The book’s content is well written, well organized, and keeps the reader (more accurately and fortuitously, user) constantly attentive and engaged. Its six-chapter, six-appendix scope covers: (1) welcome, including functions, some graphs, matrices, polynomials and non-linear systems, numerical solutions, integrals, and derivatives; (2) Sage projects, including microeconomics, biology, industrial engineering, chemistry, classical physics, cryptology, and vector-field plots; (3) advanced plotting, including gradients and contours; (4) advanced Sage features, including multivariate functions, partial derivatives, advanced matrix algebra, number theory and modular arithmetic, the Sage-LaTeX interface, eigenvectors and eigenvalues, Lagrange multipliers, Laplace transforms, and vector calculus; (5) programming in Sage and Python, including a subsection titled “Verbosity Control”; and (6) building interactive web pages, including designing a Sage subroutine and converting it to a web-interactive subroutine. The appendices include (B) the SageMathCloud, (C) other Sage resources, (D) linear systems with infinitely many solutions, (E) installing Sage on a personal computer, and (F) an index of Sage commands. (See below for Appendix A.)
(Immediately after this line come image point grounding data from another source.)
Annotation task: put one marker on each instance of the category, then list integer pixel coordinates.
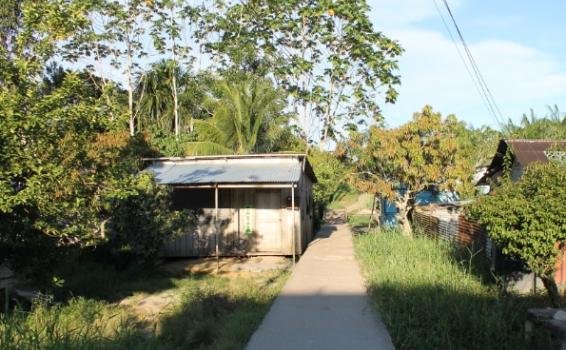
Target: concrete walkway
(323, 305)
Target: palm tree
(243, 113)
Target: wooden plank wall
(271, 220)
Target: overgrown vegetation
(431, 297)
(526, 219)
(208, 312)
(400, 162)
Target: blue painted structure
(389, 209)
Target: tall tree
(242, 114)
(326, 54)
(400, 162)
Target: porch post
(293, 218)
(216, 226)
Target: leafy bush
(526, 219)
(142, 219)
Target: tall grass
(431, 298)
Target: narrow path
(324, 303)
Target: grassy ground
(208, 312)
(432, 298)
(352, 200)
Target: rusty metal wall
(448, 224)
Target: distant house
(522, 153)
(246, 204)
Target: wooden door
(268, 220)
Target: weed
(432, 297)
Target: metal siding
(451, 226)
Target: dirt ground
(150, 307)
(227, 266)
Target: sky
(519, 46)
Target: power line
(477, 86)
(483, 85)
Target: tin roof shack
(246, 204)
(523, 153)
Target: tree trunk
(130, 91)
(403, 209)
(175, 103)
(552, 289)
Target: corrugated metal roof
(524, 151)
(529, 151)
(226, 171)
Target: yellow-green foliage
(422, 152)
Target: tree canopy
(526, 218)
(399, 162)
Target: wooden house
(521, 153)
(246, 204)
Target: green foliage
(431, 298)
(142, 219)
(526, 218)
(552, 126)
(155, 97)
(327, 55)
(421, 153)
(331, 174)
(245, 116)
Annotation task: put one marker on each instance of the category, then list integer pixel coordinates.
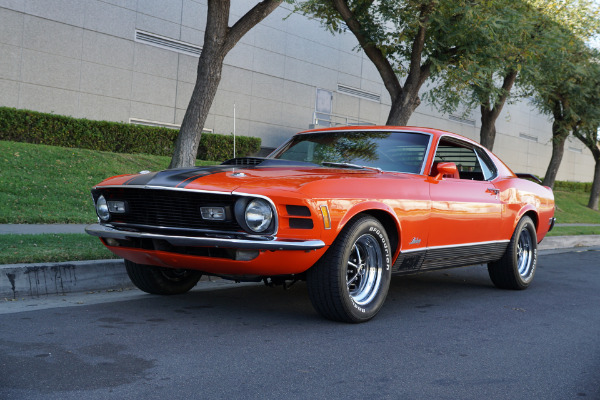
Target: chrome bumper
(108, 232)
(551, 223)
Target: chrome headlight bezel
(256, 215)
(102, 209)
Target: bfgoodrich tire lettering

The how-to-use-this-book preface is refreshing in its casual style of guiding the reader. The chapter summaries are efficient, and the author

personally recommend[s] just [to] read chapter 1, and then start playing around on your own ... . If you get flummoxed at any point, be sure to check out Appendix A, “What to Do When Frustrated.”

Here, on page xvii, before chapter 1, is this author’s Sage equivalent of “Hello, World,” accomplished by addressing https://sagecell.sagemath.org, typing solve (x^2 – 16 == 0, x), and clicking Evaluate, to yield [x == -4, x== 4]. Lest the light-sounding tenor of this book give an impression that Sage is less than industrial-strength, page 158 reveals that limit(cos(x)^{(1/x2)}, x = 0) yields the correct, and amazing answer: e^{(-1/2)}.

This jewel of a book-cum-infrastructure is not just “for undergraduates,” but will be of great benefit to all.